PS: I might be making some bad assumptions, please point that out if so.

• It's undecidable because there is a well-known proof of this fact. Is there some aspect of the proof you'd like help with? As for humans, does this program halt for all positive integer input $x$? while (x!=1) { if (x is even) { x = x/2; } else { x = 3*x + 1;}} – David Richerby Jan 30 '14 at 15:02
• We have a reference question that gives you several proofs for the first question. – Raphael Jan 30 '14 at 15:20
• the general problem is unsolvable but the precise boundary between decidable and undecidable languages is an area of very active/open research.... in other words algorithms to analyze halting problems are getting better all the time via advancing research see eg adventures in ATP.... – vzn Jan 31 '14 at 22:19

It can be proved that the halting problem cannot be solved by any Turing machine. There are several question regarding this on this side which you can look up.

It is not true that humans can determine if a given Turing machine halts. For example, we have been unable so far to compute many values of busy beaver functions, which measure the maximal number of steps a halting Turing machine can run given the number of tape symbols and number of states.
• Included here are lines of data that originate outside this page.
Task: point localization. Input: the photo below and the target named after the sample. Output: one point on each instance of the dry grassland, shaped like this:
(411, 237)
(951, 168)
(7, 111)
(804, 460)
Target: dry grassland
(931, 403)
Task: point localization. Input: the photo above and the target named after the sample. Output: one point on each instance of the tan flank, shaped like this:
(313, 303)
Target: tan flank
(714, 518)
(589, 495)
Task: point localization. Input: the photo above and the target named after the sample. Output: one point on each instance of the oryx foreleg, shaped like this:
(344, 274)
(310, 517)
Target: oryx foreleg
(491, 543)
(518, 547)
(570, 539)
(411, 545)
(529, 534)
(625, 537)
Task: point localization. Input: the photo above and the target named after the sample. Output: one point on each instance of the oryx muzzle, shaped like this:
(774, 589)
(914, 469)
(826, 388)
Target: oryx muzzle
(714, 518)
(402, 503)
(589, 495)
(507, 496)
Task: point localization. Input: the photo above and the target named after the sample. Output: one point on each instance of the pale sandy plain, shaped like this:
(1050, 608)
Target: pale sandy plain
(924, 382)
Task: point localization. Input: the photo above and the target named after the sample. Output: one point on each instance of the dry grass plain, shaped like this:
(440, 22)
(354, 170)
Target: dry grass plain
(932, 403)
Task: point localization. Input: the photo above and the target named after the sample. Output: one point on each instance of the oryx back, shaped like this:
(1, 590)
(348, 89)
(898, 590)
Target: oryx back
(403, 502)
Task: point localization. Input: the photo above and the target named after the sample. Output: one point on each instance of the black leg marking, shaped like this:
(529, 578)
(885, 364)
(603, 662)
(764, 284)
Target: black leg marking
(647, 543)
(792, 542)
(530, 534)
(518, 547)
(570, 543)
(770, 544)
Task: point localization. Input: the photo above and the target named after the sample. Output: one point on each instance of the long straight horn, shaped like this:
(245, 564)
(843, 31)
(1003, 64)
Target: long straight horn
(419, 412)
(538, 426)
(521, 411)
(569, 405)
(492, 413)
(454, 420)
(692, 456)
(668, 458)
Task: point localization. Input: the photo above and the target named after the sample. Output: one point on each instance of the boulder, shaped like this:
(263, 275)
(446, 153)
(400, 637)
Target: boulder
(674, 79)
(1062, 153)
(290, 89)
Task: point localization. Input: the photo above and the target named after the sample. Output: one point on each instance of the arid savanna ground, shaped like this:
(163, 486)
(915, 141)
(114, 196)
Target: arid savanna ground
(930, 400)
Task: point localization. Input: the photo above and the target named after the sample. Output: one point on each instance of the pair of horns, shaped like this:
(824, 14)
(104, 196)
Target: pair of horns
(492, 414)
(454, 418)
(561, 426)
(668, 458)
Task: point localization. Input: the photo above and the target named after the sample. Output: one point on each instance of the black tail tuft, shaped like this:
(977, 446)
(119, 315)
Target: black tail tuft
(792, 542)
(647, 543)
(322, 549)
According to the Church–Turing thesis, every machine can be simulated by a Turing machine. So DNA computers, quantum computers and the like will not help. All they can do (especially the latter) is to dramatically speed up computation, but they cannot help computing non-computable functions.

There is a field known as hyper-computation which studies machines stronger than Turing machines, but these are not believed to be realizable by most practitioners. Recursion theory explores such models from a more theoretical perspective.

• Would a hypothetical hyper-computer require different universal constants? – Igglyboo Jan 30 '14 at 14:31
• I have no idea. You can explore hypercomputation via Wikipedia, Google, Bing, or any other means of your choice, for example you could go to conferences on the subject. – Yuval Filmus Jan 30 '14 at 14:32
• One could also use a suitable oracle machine to solve the Halting Problem. While oracle machines are also somewhat "bogus" in the sense that hypercomputation is, they're much more studied, as you know. – Rick Decker Jan 30 '14 at 15:18
• @RickDecker Right, this is known as recursion theory. – Yuval Filmus Jan 30 '14 at 17:22
• @YuvalFilmus What do you think of this book amazon.com/…? – T.... Aug 6 '15 at 12:08

The major bad assumption is that "any human can determine if a problem halts with rigorous inspection". The strong Goldbach conjecture states that every even integer greater than 2 can be expressed as the sum of two primes. So consider the following program.

n = 4
loop
if there exists two primes p and q and p + q = n then
n = n + 2
else
return
endif
end loop


The program loops until it finds an even integer that can't be expressed as the sum of two primes. So if it halts, the conjecture is proven false. If indeed "any human could determine if a program halts", we could settle this, and several other famous conjectures (at least theoretically).